Given Data / Assumptions:

• The two streets are straight, parallel, and oriented north–south.
• Initial direction: the person walks north along the first street.
• First turn: 150° to the right from north, then walks 15 minutes at 20 km/h.
• Second turn: 60° to the left from his new direction, then walks 20 minutes at 30 km/h.
• He ends up exactly on the second street.

Concept / Approach:
We choose a coordinate system: north as positive y-axis and east as positive x-axis. The streets are vertical (north–south) lines, so the separation between them is the net east–west (x) displacement from the starting point to the final position. We compute the displacement vectors for each leg using speed × time for distance and trigonometry for direction.

Step-by-Step Solution:
Step 1: Distance of first leg: 20 km/h * (15/60) h = 5 km.Step 2: From north, a right turn of 150° gives a bearing 150° clockwise from north, equivalent to a direction 60° below east (i.e., 60° south of east).Step 3: Components of first leg: x₁ = 5 * cos 60° = 5 * 0.5 = 2.5 km east; y₁ = 5 * (−sin 60°) = 5 * (−√3/2) ≈ −4.33 km (southward).Step 4: Distance of second leg: 30 km/h * (20/60) h = 10 km.Step 5: A left turn of 60° from this heading brings him to due east (90° bearing), so the second leg is purely eastward.Step 6: Components of second leg: x₂ = 10 km east; y₂ = 0 km.Step 7: Total eastward displacement: x = x₁ + x₂ = 2.5 + 10 = 12.5 km.Step 8: Total north–south displacement is irrelevant for street separation; only east–west displacement matters.

Verification / Alternative check:
Because both streets are parallel and oriented north–south, any point on each street has the same x-coordinate along that street. The person starts on the first street (x = 0) and ends on the second street (x = 12.5 km), so the horizontal separation must be 12.5 km. This confirms that 12.5 km is the correct distance between the streets.
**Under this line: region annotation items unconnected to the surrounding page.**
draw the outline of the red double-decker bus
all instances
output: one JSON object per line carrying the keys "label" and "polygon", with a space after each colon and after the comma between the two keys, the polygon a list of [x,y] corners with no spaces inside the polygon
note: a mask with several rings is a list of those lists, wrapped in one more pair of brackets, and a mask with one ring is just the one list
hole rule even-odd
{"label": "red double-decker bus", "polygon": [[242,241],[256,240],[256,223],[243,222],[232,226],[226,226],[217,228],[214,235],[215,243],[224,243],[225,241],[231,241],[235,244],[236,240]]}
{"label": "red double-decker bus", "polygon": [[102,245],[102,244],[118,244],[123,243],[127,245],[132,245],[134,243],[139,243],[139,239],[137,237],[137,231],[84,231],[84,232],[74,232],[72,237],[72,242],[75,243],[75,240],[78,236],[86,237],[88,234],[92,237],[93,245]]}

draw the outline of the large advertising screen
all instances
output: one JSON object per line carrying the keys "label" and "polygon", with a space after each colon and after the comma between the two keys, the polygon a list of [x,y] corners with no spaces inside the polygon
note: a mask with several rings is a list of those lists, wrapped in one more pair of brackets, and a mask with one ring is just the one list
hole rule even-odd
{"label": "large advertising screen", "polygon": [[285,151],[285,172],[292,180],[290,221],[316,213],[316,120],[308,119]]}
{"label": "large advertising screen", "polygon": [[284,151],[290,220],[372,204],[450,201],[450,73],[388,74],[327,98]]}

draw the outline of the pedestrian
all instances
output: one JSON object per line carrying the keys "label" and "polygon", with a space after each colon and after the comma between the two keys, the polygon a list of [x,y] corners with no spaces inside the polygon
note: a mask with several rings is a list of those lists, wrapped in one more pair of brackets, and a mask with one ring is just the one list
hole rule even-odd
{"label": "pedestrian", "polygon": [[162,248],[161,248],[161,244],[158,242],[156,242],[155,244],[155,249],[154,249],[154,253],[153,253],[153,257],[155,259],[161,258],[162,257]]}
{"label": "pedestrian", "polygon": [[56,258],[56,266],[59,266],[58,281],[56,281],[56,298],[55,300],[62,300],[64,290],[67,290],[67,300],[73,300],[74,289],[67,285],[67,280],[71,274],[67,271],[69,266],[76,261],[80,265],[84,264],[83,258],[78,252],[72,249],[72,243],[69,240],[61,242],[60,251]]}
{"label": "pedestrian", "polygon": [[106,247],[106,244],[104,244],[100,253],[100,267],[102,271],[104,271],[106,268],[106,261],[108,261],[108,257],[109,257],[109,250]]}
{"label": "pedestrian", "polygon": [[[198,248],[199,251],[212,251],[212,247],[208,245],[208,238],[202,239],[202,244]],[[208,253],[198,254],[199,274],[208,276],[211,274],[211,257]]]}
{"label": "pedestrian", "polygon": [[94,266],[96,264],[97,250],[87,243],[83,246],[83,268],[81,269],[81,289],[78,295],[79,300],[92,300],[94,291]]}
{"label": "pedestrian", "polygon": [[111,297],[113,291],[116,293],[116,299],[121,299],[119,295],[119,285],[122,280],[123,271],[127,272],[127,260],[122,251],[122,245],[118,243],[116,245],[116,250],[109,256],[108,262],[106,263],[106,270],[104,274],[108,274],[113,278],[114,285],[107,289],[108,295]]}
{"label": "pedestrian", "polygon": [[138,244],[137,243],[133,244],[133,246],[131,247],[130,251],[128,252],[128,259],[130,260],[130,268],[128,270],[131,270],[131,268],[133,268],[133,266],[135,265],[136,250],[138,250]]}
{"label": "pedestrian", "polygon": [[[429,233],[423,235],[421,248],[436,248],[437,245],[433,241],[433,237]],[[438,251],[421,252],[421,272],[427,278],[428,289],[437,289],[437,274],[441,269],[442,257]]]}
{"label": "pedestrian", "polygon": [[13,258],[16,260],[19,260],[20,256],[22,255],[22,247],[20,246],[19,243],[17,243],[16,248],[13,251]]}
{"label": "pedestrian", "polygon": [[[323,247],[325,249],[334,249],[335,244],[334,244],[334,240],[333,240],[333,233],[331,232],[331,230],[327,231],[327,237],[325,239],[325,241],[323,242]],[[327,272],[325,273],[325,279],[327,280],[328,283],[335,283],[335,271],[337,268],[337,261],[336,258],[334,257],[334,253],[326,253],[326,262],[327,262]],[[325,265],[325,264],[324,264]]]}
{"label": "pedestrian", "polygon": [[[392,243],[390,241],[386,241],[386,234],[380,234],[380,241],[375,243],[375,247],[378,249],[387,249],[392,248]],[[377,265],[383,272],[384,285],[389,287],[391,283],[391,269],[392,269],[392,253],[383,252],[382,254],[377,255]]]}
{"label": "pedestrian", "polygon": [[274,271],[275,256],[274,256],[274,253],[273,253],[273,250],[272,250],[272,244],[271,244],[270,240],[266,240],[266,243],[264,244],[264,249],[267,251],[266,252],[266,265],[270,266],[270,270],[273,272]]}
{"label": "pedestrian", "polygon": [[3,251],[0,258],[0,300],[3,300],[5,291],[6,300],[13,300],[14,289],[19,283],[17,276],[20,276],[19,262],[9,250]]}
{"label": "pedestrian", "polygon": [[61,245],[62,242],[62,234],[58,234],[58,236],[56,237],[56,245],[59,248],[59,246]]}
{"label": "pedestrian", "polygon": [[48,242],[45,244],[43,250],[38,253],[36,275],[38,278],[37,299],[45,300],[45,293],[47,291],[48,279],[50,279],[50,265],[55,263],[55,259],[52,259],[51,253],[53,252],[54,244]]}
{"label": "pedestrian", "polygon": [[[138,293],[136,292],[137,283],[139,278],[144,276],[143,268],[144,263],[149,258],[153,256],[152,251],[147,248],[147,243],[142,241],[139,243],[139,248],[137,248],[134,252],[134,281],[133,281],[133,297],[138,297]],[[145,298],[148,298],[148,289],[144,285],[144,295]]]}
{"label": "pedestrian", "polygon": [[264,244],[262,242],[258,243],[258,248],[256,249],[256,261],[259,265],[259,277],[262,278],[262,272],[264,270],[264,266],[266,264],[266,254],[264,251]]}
Why Other Options Are Wrong:
Distances like 7.5 km, 10.5 km, or 15 km arise if you incorrectly project only one leg or take total path length. The problem asks for perpendicular separation between streets, not total distance walked. 9.5 km does not correspond to any correct component calculation based on the given speeds, times, and angles.

Common Pitfalls:
Typical mistakes involve misinterpreting the 150° right turn (confusing it with 30°), or forgetting that only the east–west displacement gives the distance between parallel north–south streets. Careful diagramming and consistent coordinate axes are essential for such vector-based problems.

Final Answer:
The distance between the two streets is 12.5 km.